We provide a worked example of our system in operation on the web site that illustrates coevolution in the transmembrane protein bacteriorhodopsin due to physically constrained residues not adjacent in the primary sequence. The example can be easily loaded by clicking the corresponding link on the main page. Running the example will compute the coevolution scores between site pairs separated by at least 3 residues. The scatterplot for coevolution scores against inter-residue distances generated using a known PDB structure (Fig. 1) shows that residue pairs receiving high scores do tend to be closer in the crystal structure.
Due to the intensive computation involved in the score calculations, currently only one scoring function is allowed to be used each time. Anyone interested in performing large-scale comparisons can download the Java programs from the web site and run locally on most platforms (Windows, Macintosh, Linux, UNIX, etc.). Detailed installation instructions are provided on the web site.
Although the scatterplot in Figure 1, and other studies in the literature, have suggested some relationships between coevolution and physical constraints, to what extent could coevolution scores help understand physical structures remains unclear. We hope the current application could serve as a neutral tool for further exploration in this area.
The current system focuses on functions that do not assume any mutation models.

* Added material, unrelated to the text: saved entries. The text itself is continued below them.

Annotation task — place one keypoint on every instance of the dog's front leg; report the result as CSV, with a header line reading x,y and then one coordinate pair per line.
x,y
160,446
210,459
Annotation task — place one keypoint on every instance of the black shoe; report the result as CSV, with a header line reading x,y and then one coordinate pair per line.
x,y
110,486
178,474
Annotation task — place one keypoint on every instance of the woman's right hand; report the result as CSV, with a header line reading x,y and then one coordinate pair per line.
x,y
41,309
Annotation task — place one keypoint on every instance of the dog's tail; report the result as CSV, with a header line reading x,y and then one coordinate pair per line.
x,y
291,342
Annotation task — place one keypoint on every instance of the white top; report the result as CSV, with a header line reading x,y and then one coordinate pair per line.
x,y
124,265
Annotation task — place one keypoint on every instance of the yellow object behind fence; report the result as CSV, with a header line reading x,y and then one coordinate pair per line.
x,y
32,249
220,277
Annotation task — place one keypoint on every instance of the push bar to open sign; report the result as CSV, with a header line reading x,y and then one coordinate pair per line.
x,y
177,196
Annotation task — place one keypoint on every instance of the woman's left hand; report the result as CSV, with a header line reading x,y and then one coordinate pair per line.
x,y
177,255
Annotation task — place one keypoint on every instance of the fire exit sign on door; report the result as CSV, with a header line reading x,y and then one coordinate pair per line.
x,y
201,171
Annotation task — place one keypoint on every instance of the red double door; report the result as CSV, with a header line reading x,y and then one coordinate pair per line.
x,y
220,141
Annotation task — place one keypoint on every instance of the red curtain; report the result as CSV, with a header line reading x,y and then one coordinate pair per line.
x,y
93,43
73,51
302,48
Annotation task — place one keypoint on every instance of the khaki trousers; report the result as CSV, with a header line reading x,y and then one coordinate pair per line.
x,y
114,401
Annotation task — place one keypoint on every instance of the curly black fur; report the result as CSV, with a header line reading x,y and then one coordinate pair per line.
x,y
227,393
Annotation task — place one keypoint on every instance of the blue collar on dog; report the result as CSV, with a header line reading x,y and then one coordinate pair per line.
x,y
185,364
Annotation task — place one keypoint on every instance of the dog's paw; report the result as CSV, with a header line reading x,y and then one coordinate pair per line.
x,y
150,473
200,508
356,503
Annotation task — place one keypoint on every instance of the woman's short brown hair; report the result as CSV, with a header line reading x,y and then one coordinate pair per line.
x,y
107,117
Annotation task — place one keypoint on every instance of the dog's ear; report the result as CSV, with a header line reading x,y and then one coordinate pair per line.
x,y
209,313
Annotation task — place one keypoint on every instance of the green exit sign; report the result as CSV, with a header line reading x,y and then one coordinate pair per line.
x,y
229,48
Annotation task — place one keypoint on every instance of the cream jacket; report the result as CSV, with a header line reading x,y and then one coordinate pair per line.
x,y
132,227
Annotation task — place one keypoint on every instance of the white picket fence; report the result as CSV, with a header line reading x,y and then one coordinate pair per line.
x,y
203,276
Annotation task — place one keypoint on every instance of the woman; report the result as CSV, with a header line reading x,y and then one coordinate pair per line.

Other functions, such as the likelihood method in Pollock et al. (1999) and the Bayesian mutational mapping method (Dimmic et al., 2005) may be added in a later version.
Coevolution signals have been used in recent studies to predict sequence regions involved in protein–protein interactions with different levels of success (Halperin et al., 2006; Pazos and Valencia, 2002). We plan on extending the system to include inter-protein residue coevolution in the next phase of development.
We would like to thank Rama Ranganathan and William Russ for helpful discussions and the anonymous reviewers for their valuable comments.
Conflict of Interest: none declared.